Written by Frode Skar, Finance Journalist.
Trump’s tariff policy leaves US firms and consumers footing the bill

Trump’s tariff policy shifts the economic burden inside the United States
The costs of President Donald Trump’s tariff strategy are being absorbed overwhelmingly by American companies and households, rather than by foreign exporters. That conclusion emerges from new research published by the Federal Reserve Bank of New York, which analyzed the economic impact of tariff changes implemented during 2025.
According to the study, the average US tariff rate on imported goods rose sharply to 13 percent in 2025, up from just 2.6 percent at the beginning of the year.

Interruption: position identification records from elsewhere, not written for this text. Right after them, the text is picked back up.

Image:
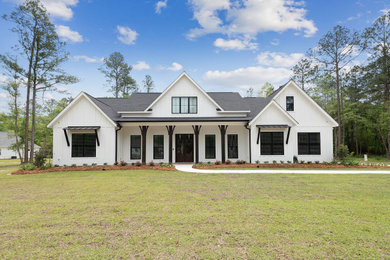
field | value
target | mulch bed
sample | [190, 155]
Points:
[96, 168]
[279, 165]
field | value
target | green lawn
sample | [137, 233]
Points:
[152, 214]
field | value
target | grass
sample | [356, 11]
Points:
[152, 214]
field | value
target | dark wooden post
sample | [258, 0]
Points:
[222, 129]
[170, 129]
[196, 132]
[144, 130]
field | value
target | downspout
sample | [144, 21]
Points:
[250, 142]
[116, 142]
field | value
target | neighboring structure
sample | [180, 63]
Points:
[186, 124]
[6, 141]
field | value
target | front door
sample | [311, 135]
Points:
[184, 147]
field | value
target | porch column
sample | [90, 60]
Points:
[196, 132]
[144, 130]
[222, 129]
[170, 130]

The increase followed a series of new and revised tariffs applied to imports from China, Mexico, Canada and the European Union.
Most of the cost stays at home
The New York Fed estimates that roughly 90 percent of the cost created by higher tariffs was paid by US firms. These firms, facing higher import costs, largely passed the increases on to consumers through higher retail prices.

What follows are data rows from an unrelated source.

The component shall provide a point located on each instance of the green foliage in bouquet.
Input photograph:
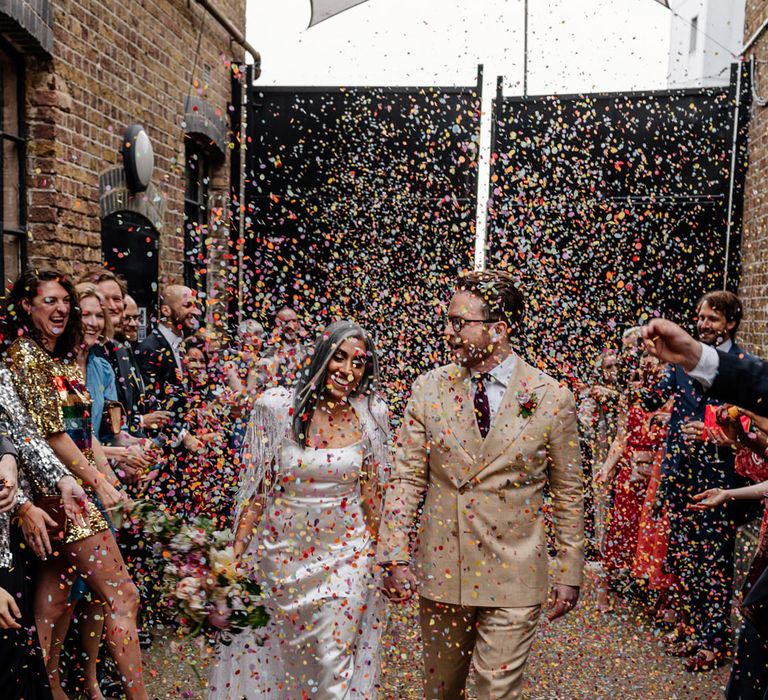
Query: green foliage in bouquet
(204, 588)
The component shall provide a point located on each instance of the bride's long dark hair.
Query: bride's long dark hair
(311, 382)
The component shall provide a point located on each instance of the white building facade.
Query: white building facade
(705, 38)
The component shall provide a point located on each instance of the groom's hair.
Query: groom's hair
(502, 299)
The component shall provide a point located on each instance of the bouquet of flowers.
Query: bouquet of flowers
(204, 588)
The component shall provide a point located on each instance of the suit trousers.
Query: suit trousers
(702, 553)
(496, 641)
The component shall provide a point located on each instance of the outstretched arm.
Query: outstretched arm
(406, 486)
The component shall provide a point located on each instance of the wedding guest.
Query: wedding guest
(309, 512)
(26, 458)
(286, 348)
(701, 545)
(598, 415)
(246, 371)
(47, 327)
(653, 531)
(627, 469)
(132, 388)
(208, 475)
(131, 457)
(160, 359)
(749, 674)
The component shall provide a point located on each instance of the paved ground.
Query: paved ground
(586, 656)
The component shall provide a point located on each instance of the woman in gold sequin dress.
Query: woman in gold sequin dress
(42, 308)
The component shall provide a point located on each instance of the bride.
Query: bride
(315, 459)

In practical terms, American businesses and households continue to bear the bulk of the economic burden created by the high tariffs imposed in 2025. Exporting countries did not meaningfully reduce their prices to preserve access to the US market, leaving US importers to absorb the shock.

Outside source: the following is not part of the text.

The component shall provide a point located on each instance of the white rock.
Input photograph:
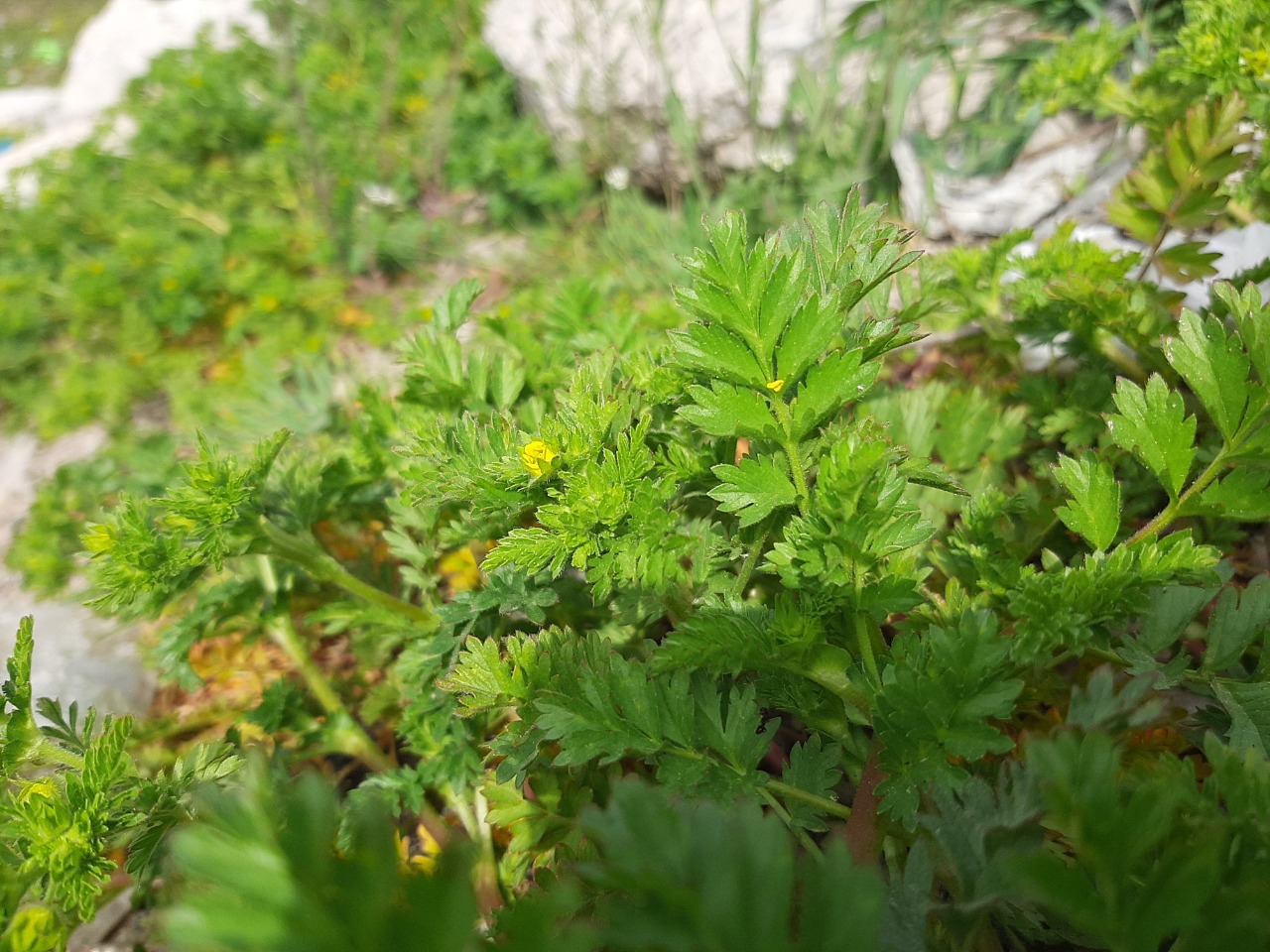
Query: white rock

The research shows that exporters kept prices broadly unchanged as tariff rates rose. US importers then responded by increasing prices to shoppers, reinforcing inflationary pressure across a wide range of goods.
A familiar pattern from Trump’s first term
The findings mirror outcomes seen during Trump’s first presidency. When tariffs were introduced in 2018, exporters again avoided cutting prices, while US consumer prices rose. At the time, the New York Fed concluded that the main economic effect was higher costs for US buyers, with limited broader macroeconomic benefits.
The 2025 data suggest the same dynamic played out again, despite higher tariff levels and a broader scope of affected goods.
Global research confirms near total pass through
Independent research institutions have reached similar conclusions. The Kiel Institute for the World Economy in Germany reported last month that tariffs were almost fully passed through to US import prices.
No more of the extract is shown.